Bu sabah itibariyle kurda çok belirginleşmiş bir hareket var. Bu kur hareketi seçim öncesinde çok ciddi bir şekilde, alternatif finansal araçlar vasıtasıyla baskılanıyordu. Yeni dönem bu konuda elbette daha serbest bir yaklaşım getirecektir ve TL’nin uzaklaşmış olduğu gerçek değerine yakınlaşmasını sağlayacak bir durum oluşturacaktır. Kuru baskı altında tutan etmenler bir şekilde tersine dolarizasyon sağlamaya çalışan zorlayıcı önlemlerdi. İşin diğer tarafına bakıldığında yüksek cari açık, düşük rezervler, yüksek enflasyon çerçevesinde de hareketin normali TL’nin değer kaybı şeklindedir. Kurun baskılandığı dönem ihracatçı da yurtdışı pazarlarda fiyat belirlemekte, mal değerlerini oluşturmakta zorlanıyordu. Haliyle bir ihracatçı gereksinimi de var.
Türkiye’nin makro değişkenleri çerçevesinde TL’nin yapması gereken bir normal hareket var.
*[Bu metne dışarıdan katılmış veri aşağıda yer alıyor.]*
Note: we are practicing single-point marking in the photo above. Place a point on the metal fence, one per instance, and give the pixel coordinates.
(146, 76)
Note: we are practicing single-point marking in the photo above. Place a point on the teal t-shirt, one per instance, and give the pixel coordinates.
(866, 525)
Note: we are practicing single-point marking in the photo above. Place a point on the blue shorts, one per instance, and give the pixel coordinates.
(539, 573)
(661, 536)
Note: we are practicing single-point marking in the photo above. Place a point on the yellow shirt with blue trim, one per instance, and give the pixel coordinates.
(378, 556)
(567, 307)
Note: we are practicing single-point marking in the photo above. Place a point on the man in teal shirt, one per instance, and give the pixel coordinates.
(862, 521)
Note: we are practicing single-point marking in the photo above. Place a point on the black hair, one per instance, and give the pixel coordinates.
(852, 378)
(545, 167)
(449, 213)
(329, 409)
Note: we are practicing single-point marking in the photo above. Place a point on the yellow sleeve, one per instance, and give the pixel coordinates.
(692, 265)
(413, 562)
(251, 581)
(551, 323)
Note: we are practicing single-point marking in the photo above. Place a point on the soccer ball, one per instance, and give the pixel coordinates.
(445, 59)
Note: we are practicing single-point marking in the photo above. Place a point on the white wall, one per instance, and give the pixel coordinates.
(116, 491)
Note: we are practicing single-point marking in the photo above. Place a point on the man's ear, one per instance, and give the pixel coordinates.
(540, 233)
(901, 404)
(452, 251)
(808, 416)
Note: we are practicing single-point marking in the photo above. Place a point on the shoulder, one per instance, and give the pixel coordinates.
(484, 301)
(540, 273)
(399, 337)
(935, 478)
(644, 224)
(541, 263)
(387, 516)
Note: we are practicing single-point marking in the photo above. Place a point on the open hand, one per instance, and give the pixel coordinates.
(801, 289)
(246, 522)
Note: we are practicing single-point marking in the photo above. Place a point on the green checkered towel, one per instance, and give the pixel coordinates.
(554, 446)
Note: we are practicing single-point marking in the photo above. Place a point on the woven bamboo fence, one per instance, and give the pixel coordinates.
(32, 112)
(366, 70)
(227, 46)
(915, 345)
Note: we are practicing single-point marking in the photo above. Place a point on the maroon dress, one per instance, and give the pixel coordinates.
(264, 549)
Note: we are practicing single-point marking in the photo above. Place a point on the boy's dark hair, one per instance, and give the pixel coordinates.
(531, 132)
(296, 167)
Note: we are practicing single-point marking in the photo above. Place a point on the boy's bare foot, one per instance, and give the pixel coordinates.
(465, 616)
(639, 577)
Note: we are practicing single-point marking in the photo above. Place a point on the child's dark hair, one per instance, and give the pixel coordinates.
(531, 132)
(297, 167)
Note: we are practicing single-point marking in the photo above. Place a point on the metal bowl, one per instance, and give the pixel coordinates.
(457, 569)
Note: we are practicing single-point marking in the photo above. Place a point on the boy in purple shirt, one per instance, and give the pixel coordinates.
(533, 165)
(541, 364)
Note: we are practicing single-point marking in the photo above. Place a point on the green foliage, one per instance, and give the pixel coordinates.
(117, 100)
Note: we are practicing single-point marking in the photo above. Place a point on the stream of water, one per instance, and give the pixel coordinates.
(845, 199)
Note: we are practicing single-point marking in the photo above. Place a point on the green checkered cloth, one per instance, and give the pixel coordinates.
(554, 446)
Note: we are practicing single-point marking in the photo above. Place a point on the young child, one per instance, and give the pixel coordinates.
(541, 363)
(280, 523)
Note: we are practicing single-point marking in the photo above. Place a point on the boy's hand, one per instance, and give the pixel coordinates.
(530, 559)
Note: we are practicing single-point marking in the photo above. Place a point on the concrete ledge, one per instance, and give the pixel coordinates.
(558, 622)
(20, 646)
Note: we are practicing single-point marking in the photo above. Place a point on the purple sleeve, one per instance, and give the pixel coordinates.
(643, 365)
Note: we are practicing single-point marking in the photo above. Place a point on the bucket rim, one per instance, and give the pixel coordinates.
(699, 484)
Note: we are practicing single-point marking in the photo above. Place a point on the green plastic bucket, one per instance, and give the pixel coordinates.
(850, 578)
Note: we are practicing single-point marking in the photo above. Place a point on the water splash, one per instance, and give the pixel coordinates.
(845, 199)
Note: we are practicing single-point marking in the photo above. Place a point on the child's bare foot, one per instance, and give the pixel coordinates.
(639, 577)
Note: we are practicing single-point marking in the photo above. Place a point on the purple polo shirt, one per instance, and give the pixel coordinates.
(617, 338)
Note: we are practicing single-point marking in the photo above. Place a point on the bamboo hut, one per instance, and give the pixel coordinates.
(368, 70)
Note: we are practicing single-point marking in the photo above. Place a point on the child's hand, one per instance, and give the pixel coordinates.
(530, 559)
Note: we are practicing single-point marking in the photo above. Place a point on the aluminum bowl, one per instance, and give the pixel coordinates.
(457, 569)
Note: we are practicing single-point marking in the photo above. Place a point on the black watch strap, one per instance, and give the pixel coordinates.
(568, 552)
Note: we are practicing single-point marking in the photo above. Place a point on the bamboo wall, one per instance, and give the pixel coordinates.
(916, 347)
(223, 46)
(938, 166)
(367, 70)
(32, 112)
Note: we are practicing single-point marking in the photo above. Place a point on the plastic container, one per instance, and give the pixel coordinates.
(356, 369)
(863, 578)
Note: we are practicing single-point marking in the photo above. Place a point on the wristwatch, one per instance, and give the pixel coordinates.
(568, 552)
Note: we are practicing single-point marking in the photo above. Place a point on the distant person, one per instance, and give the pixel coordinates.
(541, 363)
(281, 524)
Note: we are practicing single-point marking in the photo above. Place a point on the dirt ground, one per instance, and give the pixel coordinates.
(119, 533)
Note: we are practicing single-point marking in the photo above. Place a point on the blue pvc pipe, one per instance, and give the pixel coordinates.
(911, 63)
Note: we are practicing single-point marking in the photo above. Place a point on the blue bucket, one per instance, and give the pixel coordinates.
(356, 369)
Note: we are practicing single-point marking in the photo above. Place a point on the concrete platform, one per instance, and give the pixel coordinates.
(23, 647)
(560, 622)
Bu yüzden Ortodoks politikalar ile ciddi faiz artışları muhtemelen olacak olmasına rağmen TL’nin zaten bir kısa dönem içerisinde bir salınım geçirmesini bekleriz. Sabahki yüksek hareket bu beklentilerin bir izdüşümü müdür, yoksa bireysel işlemlerin düşük likidite saatlerindeki etkisi midir, yurtiçi piyasalar açıldıktan sonraki hareketlerde daha net anlaşılacaktır. Beklentimiz TL’nin değerlenmesi yönünde değil, aksine değer kaybı gerçekleşmesi yönünde.
TL hareketi… Kaynak: Bloomberg
Birçok kurum Sn. Mehmet Şimşek’in atanmasından sonra direkt olarak 22 Haziran’da TCMB’nin politika faizini bir çırpıda %25’e çıkartabileceğine dair beklentilerini yayınlamaya başladılar. Biz de bu toplantıda bir faiz artışı beklemekle beraber, nihai beklentimiz için TCMB’deki olası değişimleri şimdilik takip etmeyi tercih ediyoruz. Yeni Ekonomi Modeli’nin çıktılarının sağlanması konusunda engel olan en başta enflasyon olmak üzere sıkıntıların aşılması gerekiyor ve bu konuda da kısa dönemde bir yaklaşım değişimi gerekiyordu. Önümüzdeki dönem bir transformasyon evresi olacak, bununla beraber faizin artmaması için yapılan bir dizi bankacılık düzenlemesinin geri çekildiğini veya hafifletildiğini göreceğiz (politika faizi artacaksa bunların çoğunun uygulanmasına gerek olmayacak), kur daha serbest bir dolaşıma bırakılacak ve artan faizlerle beraber talep yavaşlayacak, talep bazlı ithalatın azaldığını göreceğiz. Belli bir dönem ekonomik yavaşlama ile beraber azalan cari açık, bu dönemde de pozitif reel faiz etkisi ile beraber artan sermaye/portföy girişleri olacaktır. Kısa dönem içinde transformasyon etkilerinin faiz, talep, kur, enflasyon ve büyüme değişkenleri üzerinde yansımalarını göreceğiz.